Downriver Louisiana port ideas look for anchorage

New Orleans CityBusiness, Jun 16, 2008 by Jaime Guillet

Louisiana is trying to make up lost ground in international trade -- and fast -- but plans to make New Orleans a preferred seaport for container cargo have been floating around for a decade with no real resolution.

A $380 million cargo facility near the mouth of the Mississippi River is just one of the ideas being suggested to reposition New Orleans in advance of the Panama Canal expansion, scheduled to open in 2014.

Sea Point, proposed by former Lykes CEO W.J. "Jim" Amoss Jr., is the latest in a line of proposals to attract more container cargo to southeast Louisiana. Amoss wants to build a privately funded container transfer facility in Venice, 12 miles north of Head of Passes and 36 miles upriver from the Gulf of Mexico. Sea Point would take 89 miles off the upriver trip to the Port of New Orleans.

Amoss claims to have unofficial commitments from four Asian carriers representing six shipping lines and the support of Gov. Bobby Jindal. The state has authorized $300 million in Gulf Opportunity Zone bonds, which Amoss said JPMorgan Chase will sell on the bond market. He and private investors will contribute another $100 million.

"We hope to get financed soon enough to start construction by the third quarter," Amoss said.

He is banking on Sea Point's appeal to containerized cargo carriers, particularly from rapidly growing Asian exporters. Containerized cargo has become the chief seaborne method for transporting consumer goods, such as items that end up being sold at Wal-Mart, and facilities at ports such as Long Beach, Calif., and Los Angeles continue to barrel toward max capacity, as does inland rail capacity.

In addition to providing more convenient access to the Mississippi River, Sea Point also offers the use of barges -- the most inexpensive form of cargo transportation compared with railroad and truck transport.

Sea Point plans call for an automated sorting system to move containers from ships to barges, which would then move them upriver to railroad yards, trucking depots, the Port of New Orleans or continue inland to ports such as Memphis, Tenn., or Chicago.

"Sea Point will provide significant savings to the carriers over routing to mid-America from the West Coast," Amoss said.

Sea Point would not be a competitor of the Port of New Orleans, he said, claiming it will attract carriers who would normally not do business upriver. It would even bring business to the Port, he said.

"We want to use their docks. We will use their docks," Amoss said. "We think the Port of New Orleans will have doubled or tripled their container volume after one year."

Sea Point, he said, will save about $100 per container by keeping it "off the streets" or from being trucked from the port's container facility at Napoleon Avenue.

While maintaining a neutral stance on the Sea Point project, Port President and CEO Gary LaGrange said the Sea Point concept has a few issues. One includes the significant time delay associated with barging cargo.

"There's no denying (barging) is the cheapest form of transportation," LaGrange said. "His idea is good in that sense, but not everything should be moved by barge."

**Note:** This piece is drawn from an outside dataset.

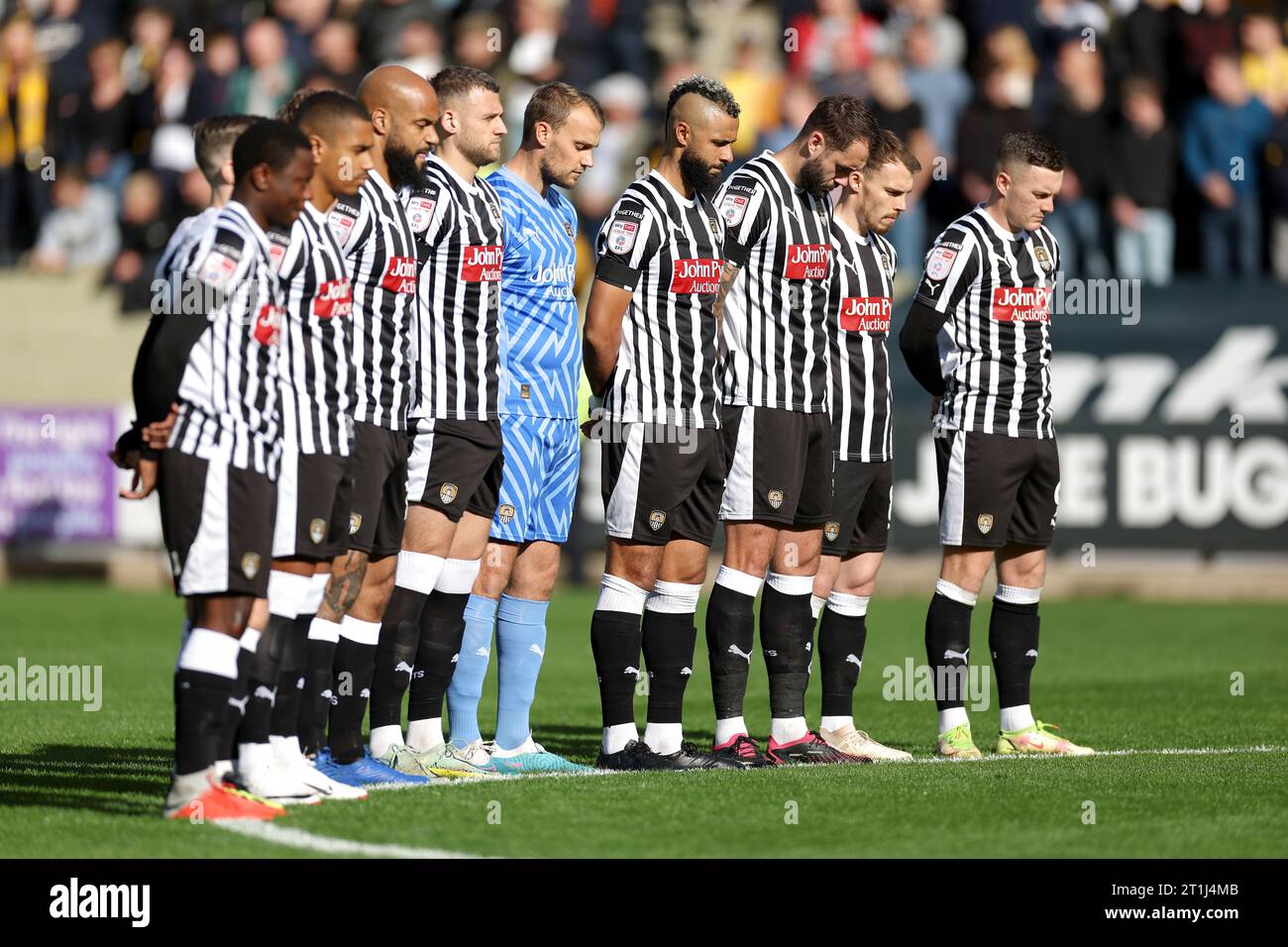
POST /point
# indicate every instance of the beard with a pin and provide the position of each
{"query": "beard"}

LaGrange said some shippers require cargo reach distribution facilities or retail markets in 36 hours or less. A ship can travel 125 miles upriver to the Port of New Orleans at about 12 mph whereas a barge would average about 5 miles per hour.

Another issue is the "simple rule of Port 101," that every time freight or cargo goes through an additional transfer handling, costs are added for the shipper, he said. Since Sea Point lacks direct road and rail access, there will always be added layers of handling, LaGrange said.

He said Sea Point would cause a major loss of port-related jobs because about 45 percent of the containers currently going to New Orleans would be lost to ports in Houston or Gulfport, Miss., since about 80 percent of cargo that comes into the port is bound for other destinations.

Port consultants have figured that about 45 percent of that cargo would stop at a downriver port and continue on to other ports, never stopping in New Orleans.

Sea Point is not the only port proposal floating around. Another downriver concept, the Millennium Port, had the backing of the Port of New Orleans when it was first suggested in the late 1990s. The proposal died, said Ned Peak, executive director of the Millennium Port Authority, when the state did not provide funding for it.

State Sen. A.G. Crowe also has authored a bill to create a container transfer facility on the east bank of Southwest Pass. Although the cost would depend on the facility's size, Crowe estimates a $1 billion to $3 billion price tag.

To increase its ability to handle more containerized cargo, the Port of New Orleans plans to expand its Napoleon Avenue facility.

World Trade Center Executive Director Eugene Schreiber said he believes there will be enough trade, especially after the Panama Canal expansion, to make all the facilities viable.

"If it's a growing pie as I think it is, you could call it competition. But they're each going to get a piece of the pie," Schreiber said.